C. DES MODALITÉS DE DISCUSSION COMPLEXIFIÉES PAR L'ABSENCE DE MAJORITÉ À L'ASSEMBLÉE NATIONALE

1. Rappel des principales règles de discussion du PLFSS
a) Un texte qui doit être examiné dans un délai de 50 jours et promulgué avant le 1er janvier

Les délais d'examen du PLFSS par le Parlement sont synthétisés par le schéma ci-après.

Délais d'examen du PLFSS par le Parlement

Source : Commission des affaires sociales du Sénat

Depuis la révision en 2022 des dispositions organiques du code de la sécurité sociale (CSS), l'article L.O. 111-6 du CSS prévoit que le PLFSS est déposé au plus tard le 1er mardi d'octobre (et non le 15 octobre comme auparavant). Cette date est donc désormais la même que celle du PLF.

Selon l'article 47-1 de la Constitution, l'Assemblée nationale dispose d'un délai de 20 jours pour examiner le projet de loi. À l'expiration de ce délai, le Gouvernement le transmet au Sénat, que l'Assemblée l'ait examiné dans son intégralité ou pas, en retenant le cas échéant les amendements adoptés et acceptés par lui.

Le Sénat dispose alors de 15 jours pour analyser le texte, en débattre, éventuellement le modifier et le voter en première lecture.

Si, au total, le Parlement ne s'est pas prononcé dans le délai de 50 jours depuis le dépôt du projet de loi de financement de la sécurité sociale, le Gouvernement dispose de la faculté d'en mettre en oeuvre les dispositions par ordonnance.

Conformément à la jurisprudence du Conseil constitutionnel, et de manière analogue à ce qui est le cas pour le PLF, les délais de 50 et 20 jours ne courent qu'à compter de la lettre du Gouvernement récapitulant les annexes du PLFSS. Habituellement, cette lettre est transmise mi-octobre à l'Assemblée nationale, ce qui permet d'allonger le délai de plus de deux semaines.

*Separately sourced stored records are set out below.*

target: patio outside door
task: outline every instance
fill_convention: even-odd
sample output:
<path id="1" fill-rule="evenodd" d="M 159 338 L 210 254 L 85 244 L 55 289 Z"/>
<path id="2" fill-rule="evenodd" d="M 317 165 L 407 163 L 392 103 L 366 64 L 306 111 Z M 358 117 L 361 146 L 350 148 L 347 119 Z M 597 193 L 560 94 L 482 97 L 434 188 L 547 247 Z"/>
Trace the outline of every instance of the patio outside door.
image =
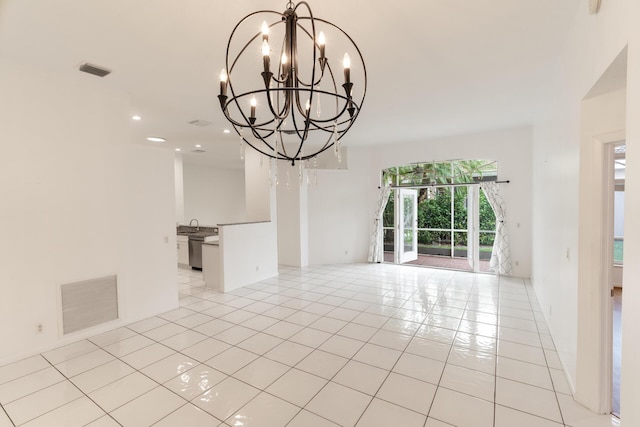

Par ailleurs, le point de départ du délai de 15 jours dont dispose le Sénat est la date de transmission du texte au Sénat par le Gouvernement, ce qui permet habituellement au Sénat de disposer d'une semaine supplémentaire.

b) Les règles en cas de non-respect du délai de 50 jours ou d'absence de texte au 1er janvier

Le tableau ci-après synthétise les règles constitutionnelles et organiques applicables au PLF et au PLFSS si le Parlement ne se prononce pas dans le délai constitutionnel ou en cas d'impossibilité de promulguer le texte avant le début de l'exercice.

Conséquences d'un non-respect du délai de 70 jours (PLF) ou 50 jours (PLFSS) ou d'une absence de loi au 1er janvier

 

PLF

PLFSS

Si le Parlement ne se prononce pas dans le délai constitutionnel

   

Délai

Art. 47 C et 40 LOLF : 70 jours

Art. 47-1 C : 50 jours

Procédure

Art. 47 C et 40 LOLF : mise en oeuvre par ordonnance

Art. 47-1 C : mise en oeuvre par ordonnance

Si le texte ne peut être promulgué avant le début de l'exercice

Art. 47 C et 45 LOLF : autorisation de percevoir les impôts (1re partie PLF ou loi spéciale) et ouverture par décret des services votés

• Pas de procédure prévue

• Domaine exclusif de la LFSS : autorisation de recourir à l'emprunt

• 2025 : « loi spéciale »24(*)

C : Constitution. Lolf : loi organique relative aux lois de finances. PLF : projet de loi de finances. PLFSS : projet de loi de financement de la sécurité sociale.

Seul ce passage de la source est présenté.